Before going into the details of this main patent in their series of three, it should be noted that Apple states in their secondary patent application that "the present invention, connection may also be a new type of connection." For example, "a connection may be provided between a portable media player and a display, a computer and a portable media player, or between other types of devices."
The three patent applications cover such aspects as the basic pinout of the Thunderbolt connector and how the various wires are arranged within a cable, as well as methods for handling heat dissipation.
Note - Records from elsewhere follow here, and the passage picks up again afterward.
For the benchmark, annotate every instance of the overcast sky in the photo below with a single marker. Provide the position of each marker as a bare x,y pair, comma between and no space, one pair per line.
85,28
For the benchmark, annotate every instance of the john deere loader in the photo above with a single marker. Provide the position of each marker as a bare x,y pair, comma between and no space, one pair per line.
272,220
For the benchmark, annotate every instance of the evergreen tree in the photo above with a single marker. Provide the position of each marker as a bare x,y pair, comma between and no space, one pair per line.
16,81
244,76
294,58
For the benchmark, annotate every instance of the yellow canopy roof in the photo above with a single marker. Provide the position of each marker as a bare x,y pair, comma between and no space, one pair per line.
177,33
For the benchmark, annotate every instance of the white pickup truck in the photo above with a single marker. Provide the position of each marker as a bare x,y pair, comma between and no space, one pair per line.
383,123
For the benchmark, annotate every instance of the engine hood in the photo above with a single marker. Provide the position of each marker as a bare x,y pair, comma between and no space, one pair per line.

With Thunderbolt cables containing integrated electronics, a relatively significant amount of heat can be generated and Apple's patent applications discuss how cable braiding and material choices can help manage that heat load.
The applications also discuss handling different voltages on Thunderbolt cables, acknowledging that it may be desirable to pass along higher voltages to devices for faster charging but that lower voltages would be required for simply passing data signals. To handle these voltage differences, Apple's patent applications describe methods for integrating voltage reduction circuitry only on those devices requiring the stepped-down voltage.
Patent applications are typically written to be as broadly applicable as possible while still being able to win acceptance by the patent examiner, and thus Apple's mention of Thunderbolt technology on "portable media player" devices may not be specifically pointing to imminent product plans. But Apple has revealed in past patent applications that it is interested in including DisplayPort technology (upon which Thunderbolt is based) in its current dock connector format used on iOS devices.